In One, adroitly subtitled “a novel” to keep people from thinking it is nonfiction, Bach fictionalizes his philosophical position that everything is an illusion.
One opens with the real Bach and his real wife, Leslie, flying to the real city of Los Angeles.
On the way to LA, the landscape below disappears. The couple drop into another dimension in which time is timeless and choices are limitless.
The couple take off and land to meet the selves they would be if they had lived in other times and other places and made other choices: They might never have met!
Bach and his wife come across as having the personalities of Popsicle sticks.
Bach’s philosophical discussion is on a par with his characterization skills. It doesn’t take an Einstein to know that living in a different century in a different place you’d have different choices, or that making different decisions results in different outcomes.
The Bachs divorced in 1997, which just goes to show the value of having alternative realities.
The Eyes of the Dragon is a once-upon-a-time fantasy written by Stephen King for his daughter, who didn’t want to read his horror stories.
Old, and never-smart King Roland favored his older son, Peter, over the younger, Thomas. Peter is handsomer and smarter than Tom and he’s had the advantage of being instructed by their mother, who died when Tom was born.
Roland’s magician, Flagg, takes advantage of Roland’s infirmities and Thomas’s jealousies.
When Roland dies under suspicious circumstances, blame falls on Peter.
He’s confined to the tower for life.
Flagg is not only an expert on killing with poisons. He’s also a master of killing peasants with excessive taxation. That and a dog are what cause Flagg’s not-a-moment-too-soon downfall.
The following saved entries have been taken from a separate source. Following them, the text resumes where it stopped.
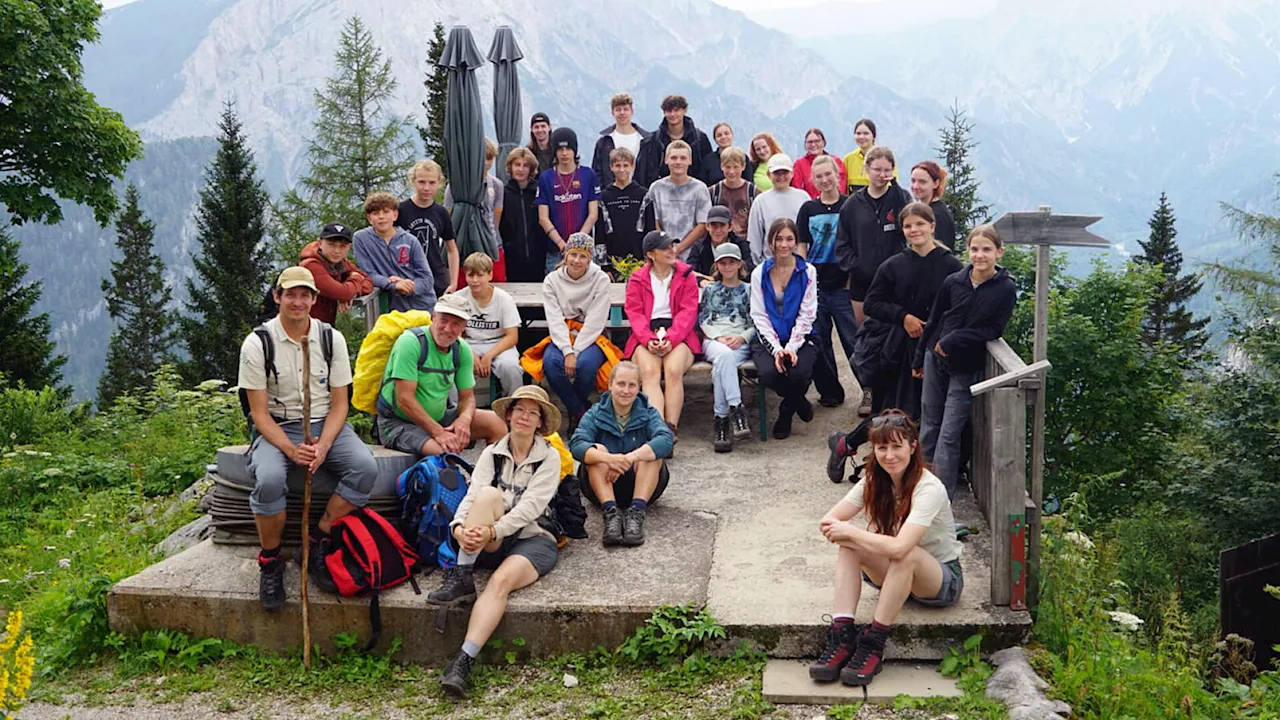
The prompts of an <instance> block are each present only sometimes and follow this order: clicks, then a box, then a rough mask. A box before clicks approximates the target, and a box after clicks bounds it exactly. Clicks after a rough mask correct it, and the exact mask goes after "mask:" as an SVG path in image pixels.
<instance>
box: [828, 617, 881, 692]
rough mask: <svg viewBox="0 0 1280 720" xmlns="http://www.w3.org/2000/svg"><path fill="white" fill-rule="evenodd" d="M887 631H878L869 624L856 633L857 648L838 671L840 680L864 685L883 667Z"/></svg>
mask: <svg viewBox="0 0 1280 720" xmlns="http://www.w3.org/2000/svg"><path fill="white" fill-rule="evenodd" d="M887 639H888V633H878V632H876V630H873V629H872V628H870V626H869V625H868V626H867V628H863V632H861V633H860V634H859V635H858V650H856V651H854V656H852V657H851V659H850V660H849V664H847V665H845V669H844V670H841V671H840V682H841V683H844V684H846V685H852V687H855V688H858V687H865V685H869V684H872V679H873V678H874V676H876V675H878V674H879V671H881V670H883V669H884V641H887Z"/></svg>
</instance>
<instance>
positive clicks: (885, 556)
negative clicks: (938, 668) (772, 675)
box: [809, 410, 964, 685]
mask: <svg viewBox="0 0 1280 720" xmlns="http://www.w3.org/2000/svg"><path fill="white" fill-rule="evenodd" d="M868 439H869V441H870V443H872V447H873V448H874V452H873V454H872V457H870V459H869V461H868V464H867V470H865V473H864V475H863V479H861V480H859V482H858V484H855V486H854V488H852V489H851V491H849V495H846V496H845V498H844V500H841V501H840V502H837V503H836V506H835V507H832V509H831V510H828V511H827V515H824V516H823V519H822V521H820V523H819V524H818V528H819V529H820V530H822V534H823V536H824V537H826V538H827V539H828V541H829V542H832V543H835V544H836V546H837V547H838V548H840V550H838V552H840V555H838V557H837V560H836V601H835V609H833V611H832V618H833V621H832V624H831V628H829V629H828V630H827V643H826V647H824V650H823V651H822V656H820V657H819V659H818V661H817V662H815V664H813V665H810V666H809V676H810V678H813V679H814V680H819V682H826V683H829V682H833V680H835V679H836V678H840V682H841V683H844V684H846V685H867V684H869V683H870V682H872V678H874V676H876V674H877V673H879V671H881V666H882V664H883V659H884V641H887V639H888V634H890V630H891V629H892V625H893V620H895V619H896V618H897V614H899V611H901V610H902V605H904V603H905V602H906V600H908V598H909V597H910V598H911V600H915V601H916V602H918V603H920V605H924V606H928V607H948V606H951V605H955V602H956V601H957V600H959V598H960V592H961V591H963V589H964V575H961V573H960V553H961V546H960V542H959V541H957V539H956V533H955V521H954V520H952V516H951V502H950V501H948V500H947V488H946V487H945V486H943V484H942V480H940V479H938V478H937V477H936V475H934V474H933V473H931V471H929V470H928V469H927V468H925V466H924V455H923V454H922V451H920V436H919V432H918V430H916V427H915V423H913V421H911V419H910V418H908V416H906V414H905V413H902V411H901V410H886V411H883V413H881V414H879V415H877V416H874V418H873V419H872V420H870V429H869V432H868ZM858 515H865V518H867V529H863V528H861V527H860V525H858V524H854V519H855V518H856V516H858ZM863 578H867V580H868V582H869V583H872V584H873V585H876V587H878V588H879V598H878V600H877V602H876V612H874V615H873V616H872V624H870V625H867V626H863V628H858V626H856V625H855V624H854V611H855V610H858V600H859V597H861V588H863Z"/></svg>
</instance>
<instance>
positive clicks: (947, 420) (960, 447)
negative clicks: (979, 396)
mask: <svg viewBox="0 0 1280 720" xmlns="http://www.w3.org/2000/svg"><path fill="white" fill-rule="evenodd" d="M979 378H980V373H952V372H951V370H950V369H948V368H947V361H946V360H945V359H942V357H938V356H937V355H936V354H934V352H933V351H932V350H929V351H927V352H925V354H924V388H923V395H922V397H920V445H922V448H923V451H924V461H925V462H932V464H933V474H934V475H937V477H938V479H940V480H942V484H943V486H946V488H947V500H952V498H955V495H956V482H957V478H959V475H960V460H961V456H960V455H961V443H963V439H964V429H965V427H966V425H968V424H969V411H970V410H972V409H973V395H970V393H969V386H972V384H973V383H975V382H978V379H979Z"/></svg>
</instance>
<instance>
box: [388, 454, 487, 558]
mask: <svg viewBox="0 0 1280 720" xmlns="http://www.w3.org/2000/svg"><path fill="white" fill-rule="evenodd" d="M460 469H461V470H460ZM462 470H465V471H466V474H463V473H462ZM474 470H475V468H472V466H471V464H470V462H467V461H466V460H465V459H463V457H462V456H461V455H457V454H454V452H445V454H444V455H431V456H428V457H424V459H421V460H419V461H417V462H416V464H413V466H412V468H410V469H408V470H404V471H403V473H401V477H399V478H398V479H397V480H396V496H397V497H399V498H401V501H402V502H403V505H402V510H401V523H399V530H401V534H402V536H404V542H407V543H408V546H410V547H412V548H413V550H416V551H417V555H419V559H420V560H419V561H420V565H419V566H417V568H415V570H424V571H431V570H434V569H435V568H442V569H448V568H452V566H453V565H454V564H456V562H457V551H456V550H454V548H453V543H452V542H449V539H451V538H449V523H451V521H453V514H454V512H457V510H458V505H461V503H462V498H463V497H466V495H467V477H468V475H470V474H471V473H472V471H474ZM433 559H434V562H433Z"/></svg>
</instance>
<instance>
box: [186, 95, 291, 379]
mask: <svg viewBox="0 0 1280 720" xmlns="http://www.w3.org/2000/svg"><path fill="white" fill-rule="evenodd" d="M218 128H219V138H218V141H219V149H218V155H216V156H215V158H214V163H212V165H210V168H209V169H207V172H206V173H205V181H206V184H205V190H202V191H201V192H200V208H198V210H197V211H196V227H197V232H198V234H197V240H196V243H197V247H198V255H196V258H195V259H193V264H195V269H196V277H195V278H188V279H187V310H188V313H189V315H188V316H184V318H183V319H182V320H180V333H182V337H183V340H184V342H186V346H187V354H188V356H189V360H188V363H187V364H186V366H184V368H183V374H184V375H186V377H187V378H188V379H189V380H191V382H200V380H204V379H209V378H216V379H224V380H229V382H234V380H236V375H237V370H238V366H239V346H241V343H242V342H243V341H244V337H246V336H247V334H248V332H250V329H251V327H252V324H253V320H255V316H256V314H257V307H259V304H260V302H261V300H262V295H264V293H265V292H266V288H268V286H269V284H270V281H271V278H270V277H269V273H270V264H269V259H268V252H266V247H265V243H264V242H262V238H264V234H265V232H264V214H265V211H266V205H268V196H266V191H265V190H262V183H261V182H260V181H259V179H257V168H256V165H255V163H253V154H252V151H251V150H250V149H248V141H247V138H246V137H244V135H243V132H242V131H241V122H239V119H238V118H237V117H236V109H234V106H233V105H232V104H230V102H228V104H227V105H225V106H224V109H223V117H221V120H220V122H219V124H218Z"/></svg>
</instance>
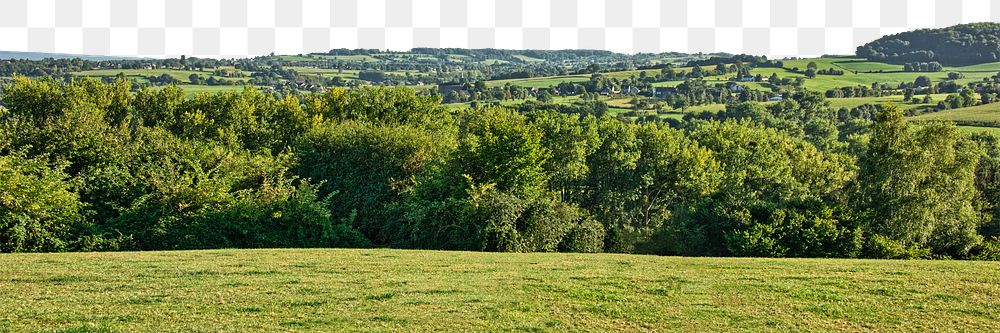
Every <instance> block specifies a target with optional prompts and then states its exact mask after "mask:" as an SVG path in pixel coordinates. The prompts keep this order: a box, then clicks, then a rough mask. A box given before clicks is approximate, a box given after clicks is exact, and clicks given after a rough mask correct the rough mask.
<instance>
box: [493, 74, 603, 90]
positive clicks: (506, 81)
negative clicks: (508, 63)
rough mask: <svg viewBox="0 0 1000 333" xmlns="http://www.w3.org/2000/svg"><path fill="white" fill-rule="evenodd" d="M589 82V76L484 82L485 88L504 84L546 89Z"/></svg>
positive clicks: (528, 78)
mask: <svg viewBox="0 0 1000 333" xmlns="http://www.w3.org/2000/svg"><path fill="white" fill-rule="evenodd" d="M589 80H590V76H589V75H567V76H547V77H534V78H526V79H508V80H493V81H486V86H488V87H493V86H502V85H504V84H507V83H510V84H512V85H515V86H521V87H525V88H548V87H551V86H555V85H558V84H560V83H563V82H585V81H589Z"/></svg>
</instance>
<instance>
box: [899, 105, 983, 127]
mask: <svg viewBox="0 0 1000 333" xmlns="http://www.w3.org/2000/svg"><path fill="white" fill-rule="evenodd" d="M914 119H918V120H932V119H938V120H951V121H956V122H994V123H997V124H1000V103H992V104H986V105H977V106H973V107H967V108H961V109H951V110H944V111H939V112H934V113H927V114H922V115H919V116H916V117H914Z"/></svg>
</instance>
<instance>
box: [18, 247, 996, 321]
mask: <svg viewBox="0 0 1000 333" xmlns="http://www.w3.org/2000/svg"><path fill="white" fill-rule="evenodd" d="M998 269H1000V263H997V262H968V261H927V260H915V261H884V260H828V259H749V258H676V257H656V256H639V255H614V254H595V255H589V254H544V253H535V254H511V253H504V254H497V253H469V252H438V251H403V250H213V251H182V252H139V253H67V254H13V255H12V254H5V255H0V303H2V304H4V306H2V307H0V331H12V332H24V331H29V332H30V331H59V332H190V331H212V332H244V331H251V330H253V331H410V332H414V331H440V330H445V331H455V330H461V331H554V332H565V331H733V330H749V331H770V332H789V331H834V330H839V331H932V330H946V331H967V332H986V331H991V330H995V329H996V318H998V317H1000V274H998V273H997V272H998Z"/></svg>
Eyes of the Dragon will appeal to young adult readers (and older ones) who, like Naomi King, don’t care for Stephen King’s horror stories.
Eyes has time-honored features of fantasy fiction—a handsome prince, a loyal sidekick, an evil wizard, and a tall tower from which no prisoner can possibly escape.
It also has David Palladini’s charming art work to give the story a feel of antiquity.
Eyesdoesn’t have a princess for Peter, but even in fantasy, you can’t have everything.